Engineering

How AI Agents Actually Work: A Technical Deep Dive

November 22, 2025 18 min read By Webyot Technologies

Everyone talks about AI agents. Almost nobody explains how they actually work. If you've used Cursor, Claude Code, or any modern coding assistant, you've interacted with an agent — but the mechanics behind that interaction are surprisingly misunderstood, even by experienced engineers.

This is the technical deep dive. No hand-waving, no metaphors about "digital employees." We're going to break down the observe→think→act→observe loop, the ReAct framework, function calling, planning, memory, and multi-agent architectures — with enough detail that you could build your own agent after reading this.

At Webyot Technologies, we've built production agents for startups and use them daily in our AI-native development workflow. Everything here comes from building and shipping real systems, not from reading papers.

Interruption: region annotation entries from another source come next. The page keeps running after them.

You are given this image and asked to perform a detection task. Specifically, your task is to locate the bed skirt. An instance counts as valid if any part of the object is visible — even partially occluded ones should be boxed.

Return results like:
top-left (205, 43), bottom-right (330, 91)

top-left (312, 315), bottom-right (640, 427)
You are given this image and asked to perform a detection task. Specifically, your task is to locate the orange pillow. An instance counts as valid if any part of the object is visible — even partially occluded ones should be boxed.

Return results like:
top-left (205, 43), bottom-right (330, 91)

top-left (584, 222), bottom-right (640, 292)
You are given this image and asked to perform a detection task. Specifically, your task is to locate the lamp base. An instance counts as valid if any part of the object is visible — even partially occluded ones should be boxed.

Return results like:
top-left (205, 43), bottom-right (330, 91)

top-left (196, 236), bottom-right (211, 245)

What Makes an Agent Different From a Chatbot

A chatbot takes input and produces output. That's it. You type a message, it generates a response, and the conversation is over (or continues with a new message). There's no intermediate reasoning, no tool use, no autonomous decision-making.

An AI agent operates in a fundamentally different paradigm. Instead of a single input→output turn, an agent runs in a loop:

This loop continues until the agent decides it has completed the task — or hits a safety limit. The critical difference is that an agent has agency: it makes decisions about what to do next rather than simply predicting the next token in a response.

A chatbot is a function: response = f(message). An agent is a state machine: it maintains context, chooses actions, processes results, and iterates until the goal is achieved.

The ReAct Framework: Reasoning + Acting

The most influential framework for understanding agents is ReAct (Reasoning + Acting), published by Yao et al. in 2022. It's the foundation behind most production agent systems today, including the ones you use in your IDE.

ReAct defines a repeating cycle of three steps:

Step 1: Thought (Reasoning Trace)

The agent generates a thought — a natural language reasoning trace about what it should do next. This isn't the final answer; it's the agent "thinking out loud." For example:

Thought: "The user wants me to fix the login bug. I should first look at the authentication module to understand how login is handled, then check the error logs to see what's failing."

This reasoning trace serves two purposes: it helps the model plan its next action, and it creates a transparent audit trail that humans can inspect. When you see Claude Code or Cursor showing you its "thinking," that's the ReAct thought step.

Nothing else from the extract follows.